I’ve been thinking about mental health and how our ideas about ‘conformity’ add to the problem.

I’ve made no secret of the depression, stress and anxiety in my past – it forms part of my backstory and I use the lessons I learned to help and inspire others today.

It’s my belief that some of the pressure we feel – and internalise – comes from an expectation to ‘conform’. The more we try to quash who we are and become who we *think* the world wants us to be, the more we’ll struggle.

Whether it’s pressure to ‘perform’ (exams, qualifications, career, wealth, religion, relationships etc), or to look/behave a certain way, the more we try to box ourselves in, the more we crush our spirit.

My childhood was good and I loved my parents – they loved me too.

Nobody tried to push me to become a brain surgeon or anything.

I was raised C of E and I *should* have ended up with a nice young man and 2.4 kids.

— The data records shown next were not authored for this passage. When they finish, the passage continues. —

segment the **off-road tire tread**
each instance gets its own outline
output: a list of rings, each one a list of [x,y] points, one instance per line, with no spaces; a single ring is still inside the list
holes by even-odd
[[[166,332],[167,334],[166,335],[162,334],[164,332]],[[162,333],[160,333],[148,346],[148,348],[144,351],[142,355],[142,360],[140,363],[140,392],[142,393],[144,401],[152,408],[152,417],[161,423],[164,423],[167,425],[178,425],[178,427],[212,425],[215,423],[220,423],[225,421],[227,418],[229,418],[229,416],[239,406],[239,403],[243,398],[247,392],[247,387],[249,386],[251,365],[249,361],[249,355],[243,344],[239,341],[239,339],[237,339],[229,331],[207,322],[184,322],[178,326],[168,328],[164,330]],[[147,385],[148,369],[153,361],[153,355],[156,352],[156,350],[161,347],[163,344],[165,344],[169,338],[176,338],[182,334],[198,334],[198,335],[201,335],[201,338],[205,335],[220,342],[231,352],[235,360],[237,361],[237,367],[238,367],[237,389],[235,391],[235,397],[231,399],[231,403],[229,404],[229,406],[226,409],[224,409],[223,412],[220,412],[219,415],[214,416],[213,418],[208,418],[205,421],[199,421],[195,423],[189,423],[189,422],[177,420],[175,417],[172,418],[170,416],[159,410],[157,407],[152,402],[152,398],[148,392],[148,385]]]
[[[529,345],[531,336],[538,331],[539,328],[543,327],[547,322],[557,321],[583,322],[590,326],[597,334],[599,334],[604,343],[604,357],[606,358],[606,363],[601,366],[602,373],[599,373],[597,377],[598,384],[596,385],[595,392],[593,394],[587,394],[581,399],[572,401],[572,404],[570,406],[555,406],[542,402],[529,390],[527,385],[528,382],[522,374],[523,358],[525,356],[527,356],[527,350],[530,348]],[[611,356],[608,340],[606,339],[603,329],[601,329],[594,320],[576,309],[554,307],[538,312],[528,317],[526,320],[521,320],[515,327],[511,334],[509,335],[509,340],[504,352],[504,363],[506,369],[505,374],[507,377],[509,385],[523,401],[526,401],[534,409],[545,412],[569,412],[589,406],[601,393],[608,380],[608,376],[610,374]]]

For a long time, I felt I was ‘failing’ by not being attracted to fellas and it didn’t feel ‘easy’ to go against the grain and not identify as ‘Christian’ either.

Don’t get me wrong here: I see myself as deeply spiritual – I’m just not a big fan of the way mankind sometimes interprets religion and the doctrine that leaves so many feeling trapped and ‘less than’.

For me, personal choice, whilst holding onto integrity, compassion and a connection to all that is, rocks. That said, I absolutely respect every individual’s right to follow whatever spiritual/religious path they choose, and I would defend that right with every fibre of my being.

What else didn’t quite ‘fit’ for me? Well, I’m not sure some of my career development choices were immediately understood, though I do know that I was loved and supported at all times.

I see others having a much tougher time. Parents creating education and career progression paths while the kids are still in utero. Humans coming into the world with the future already mapped out, regardless of whether those choices might make their hearts sing – or sink.

I see people filled with misery because they’re trying to live out a life that just isn’t theirs.

Isn’t it time we stopped trying to steer our kids onto paths that don’t fill them up?

Isn’t it time we stopped trying to be the adults our parents / peers moulded us to be and started being truer to our own hopes and dreams?

We DO have a responsibility to ourselves, perhaps even before our society, don’t we?

What do you think? Do we need to break some boxes?

Looking back, I know that I wasn’t truly able to find my own path – and happiness – until I smashed some of mine.